Luteolin and luteolin-7-O-glucoside were isolated from the ethanolic extract of Dendranthema morifolium Ramat Tzvel. The structures of these analytes were identified by nuclear magnetic resonance H-1 and C-13 NMR) and mass spectrometry. Ethanolic and water extracts contained luteolin-7-O-glucoside at 4.19 and 6.56%, respectively. However, the level of luteolin was only 0.19% in the ethanolic extract, and luteolin was not detected in the water extract. To examine the pharmacokinetics and bioavailability of luteolin and luteolin-7-O-glucoside in rats, parallel studies of luteolin (10 mg/kg, iv; and 100 mg/kg, po) and luteolin-7-O-glucoside (10 mg/kg, iv; and 1 g/kg, po) were conducted. The analytes were detected by high-performance liquid chromatography coupled with a photodiode array detector. A phenyl-hexyl (150 x 4.6 mm iv; 5.0 mu m) column was used to separate the analytes from the biological samples. The pharmacokinetic data demonstrate that the areas under the concentration curves (AUCs) of luteolin were 261 +/- 33 and 611 +/- 89 (mu g/mL) after luteolin administration (10 mg/kg, iv; and 100 mg/kg, po, respectively). The oral bioavailability of luteolin was 26 +/- 6%. The AUCs of luteolin-7-O-glucoside were 229 +/- 15 and 2109 +/- 350 (min mu g/mL) after administration of luteolin-7-O-glucoside (10 mg/kg, iv; and 1 g/kg, po, respectively).
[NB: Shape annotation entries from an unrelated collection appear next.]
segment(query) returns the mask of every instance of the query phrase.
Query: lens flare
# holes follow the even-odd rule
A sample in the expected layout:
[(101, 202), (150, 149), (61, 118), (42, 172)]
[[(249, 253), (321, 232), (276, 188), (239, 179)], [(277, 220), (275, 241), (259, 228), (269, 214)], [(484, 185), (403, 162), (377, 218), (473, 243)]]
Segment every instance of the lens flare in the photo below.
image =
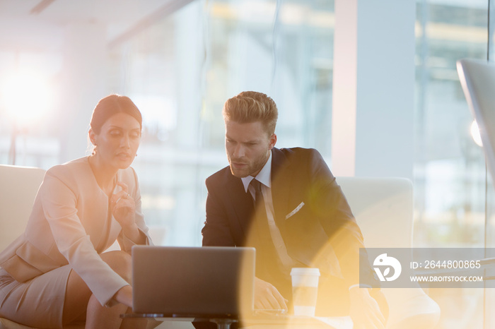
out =
[(39, 122), (53, 100), (47, 79), (35, 73), (20, 73), (5, 79), (0, 92), (2, 107), (20, 127)]

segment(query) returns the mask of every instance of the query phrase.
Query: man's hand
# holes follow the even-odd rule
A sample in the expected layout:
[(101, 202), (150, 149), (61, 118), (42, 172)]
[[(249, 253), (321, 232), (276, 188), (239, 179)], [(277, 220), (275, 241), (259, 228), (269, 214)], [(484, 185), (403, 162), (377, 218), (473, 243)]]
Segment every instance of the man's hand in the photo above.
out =
[(287, 311), (287, 304), (272, 284), (255, 277), (255, 309)]
[(354, 329), (384, 329), (385, 319), (378, 303), (370, 296), (368, 288), (355, 287), (349, 291), (350, 316)]

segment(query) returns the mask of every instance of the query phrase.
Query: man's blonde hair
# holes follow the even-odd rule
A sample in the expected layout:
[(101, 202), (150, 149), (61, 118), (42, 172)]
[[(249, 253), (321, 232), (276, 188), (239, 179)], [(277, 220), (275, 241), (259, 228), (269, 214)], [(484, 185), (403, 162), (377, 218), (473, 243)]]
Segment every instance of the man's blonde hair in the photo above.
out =
[(270, 136), (275, 132), (279, 110), (275, 102), (262, 92), (243, 91), (227, 100), (223, 104), (223, 119), (239, 124), (262, 121)]

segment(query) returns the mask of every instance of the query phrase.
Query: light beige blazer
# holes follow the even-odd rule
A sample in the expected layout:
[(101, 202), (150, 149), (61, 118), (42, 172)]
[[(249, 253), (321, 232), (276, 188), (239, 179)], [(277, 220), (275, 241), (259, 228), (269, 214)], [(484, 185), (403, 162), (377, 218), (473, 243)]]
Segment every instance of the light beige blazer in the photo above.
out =
[[(136, 222), (151, 244), (136, 172), (131, 167), (120, 169), (117, 179), (129, 186), (136, 203)], [(110, 212), (108, 198), (85, 157), (47, 172), (25, 231), (0, 253), (0, 267), (23, 282), (69, 264), (102, 305), (110, 305), (115, 293), (129, 285), (99, 256), (115, 239), (131, 253), (135, 244), (124, 236)]]

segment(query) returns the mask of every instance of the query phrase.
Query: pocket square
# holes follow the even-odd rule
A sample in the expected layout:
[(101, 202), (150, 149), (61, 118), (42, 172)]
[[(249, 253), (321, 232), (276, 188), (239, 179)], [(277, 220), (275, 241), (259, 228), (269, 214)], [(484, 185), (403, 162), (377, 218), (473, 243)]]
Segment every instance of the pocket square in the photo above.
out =
[(303, 205), (304, 205), (304, 203), (303, 203), (303, 202), (301, 202), (301, 203), (299, 203), (299, 205), (298, 205), (297, 207), (296, 207), (296, 209), (294, 209), (293, 210), (292, 210), (291, 212), (290, 212), (289, 214), (287, 214), (287, 215), (286, 215), (285, 219), (286, 219), (286, 220), (288, 220), (288, 219), (289, 219), (290, 217), (291, 217), (292, 216), (293, 216), (294, 215), (296, 215), (296, 213), (298, 211), (301, 210), (301, 208), (303, 208)]

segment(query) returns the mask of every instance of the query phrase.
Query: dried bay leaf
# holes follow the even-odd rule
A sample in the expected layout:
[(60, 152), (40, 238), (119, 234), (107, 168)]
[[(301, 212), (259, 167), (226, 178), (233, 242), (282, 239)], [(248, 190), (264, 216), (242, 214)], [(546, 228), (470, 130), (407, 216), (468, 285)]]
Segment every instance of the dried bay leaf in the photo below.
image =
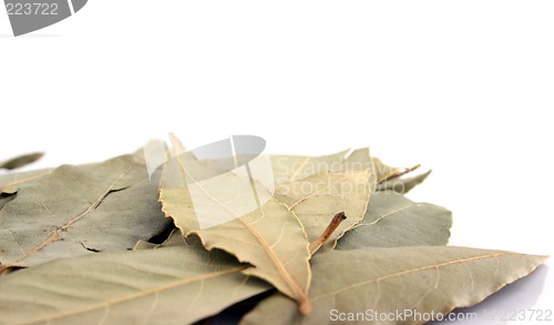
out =
[[(174, 149), (179, 146), (178, 141), (174, 141)], [(215, 186), (206, 187), (206, 183), (195, 181), (196, 175), (205, 173), (203, 169), (202, 163), (186, 155), (177, 155), (164, 166), (160, 201), (165, 215), (173, 219), (186, 237), (197, 235), (207, 250), (219, 248), (235, 255), (239, 262), (254, 265), (244, 273), (271, 283), (295, 299), (302, 313), (309, 313), (309, 242), (298, 217), (271, 197), (269, 189), (235, 173), (223, 173), (215, 181)], [(196, 190), (194, 202), (187, 185), (189, 180)], [(212, 180), (215, 179), (208, 179)], [(178, 185), (179, 181), (185, 185)], [(258, 209), (240, 215), (235, 211), (236, 203), (253, 200), (252, 186), (258, 197), (256, 200), (270, 199), (256, 201)], [(203, 214), (197, 216), (201, 211)], [(232, 219), (201, 228), (198, 217), (218, 219), (223, 214)]]
[[(466, 247), (414, 246), (330, 251), (312, 258), (314, 312), (300, 315), (280, 294), (263, 301), (242, 324), (335, 324), (338, 313), (418, 311), (445, 315), (471, 306), (542, 264), (547, 256)], [(348, 314), (343, 314), (345, 317)], [(422, 324), (406, 318), (363, 324)]]
[(384, 181), (377, 185), (377, 191), (394, 191), (397, 193), (406, 194), (410, 192), (413, 187), (423, 183), (423, 181), (431, 174), (431, 171), (427, 171), (423, 174), (419, 174), (411, 177), (396, 177), (389, 181)]
[(19, 169), (19, 167), (22, 167), (27, 164), (30, 164), (30, 163), (38, 161), (43, 155), (44, 155), (43, 152), (34, 152), (34, 153), (20, 155), (20, 156), (17, 156), (17, 158), (13, 158), (13, 159), (10, 159), (7, 161), (2, 161), (2, 162), (0, 162), (0, 170), (2, 170), (2, 169), (4, 169), (4, 170)]
[(278, 185), (275, 197), (300, 219), (309, 242), (321, 235), (332, 215), (345, 212), (347, 219), (322, 247), (332, 248), (345, 232), (363, 219), (371, 193), (369, 175), (369, 170), (319, 173)]
[(189, 324), (269, 288), (220, 252), (179, 246), (60, 258), (0, 281), (0, 324)]
[(0, 174), (0, 194), (16, 194), (21, 185), (39, 180), (50, 173), (52, 173), (52, 170)]
[(368, 148), (349, 152), (345, 150), (322, 156), (271, 155), (275, 183), (295, 182), (325, 172), (355, 172), (372, 167)]
[(144, 161), (64, 165), (21, 184), (0, 211), (0, 273), (58, 257), (129, 250), (165, 227)]
[(340, 238), (337, 250), (445, 245), (451, 227), (452, 213), (442, 206), (377, 192), (363, 221)]
[(184, 201), (186, 189), (162, 189), (160, 195), (166, 216), (186, 230), (186, 236), (195, 234), (207, 250), (220, 248), (253, 264), (255, 267), (243, 272), (266, 280), (295, 299), (305, 313), (310, 311), (309, 243), (300, 222), (286, 205), (270, 200), (261, 211), (199, 230), (193, 205)]
[(167, 240), (165, 240), (162, 244), (153, 244), (140, 240), (133, 247), (133, 251), (157, 250), (163, 247), (175, 247), (175, 246), (188, 246), (188, 243), (185, 241), (179, 230), (173, 230)]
The oral bioavailability of luteolin-7-O-glucoside was approximately 10 +/- 2%. In the group that received luteolin-7-O-glucoside orally, a biotransformed luteolin product was detected, but this product was not detected in the group that received luteolin-7-O-glucoside intravenously. The biotransformation ratio of luteolin to luteolin-7-O-glucoside (the AUC ratio of metabolite/parent compound) was approximately 48.78 +/- 0.12%. These results demonstrate that luteolin-7-O-glucoside is primarily hydrolyzed to luteolin in the gastrointestinal tract and then absorbed into the systemic circulation.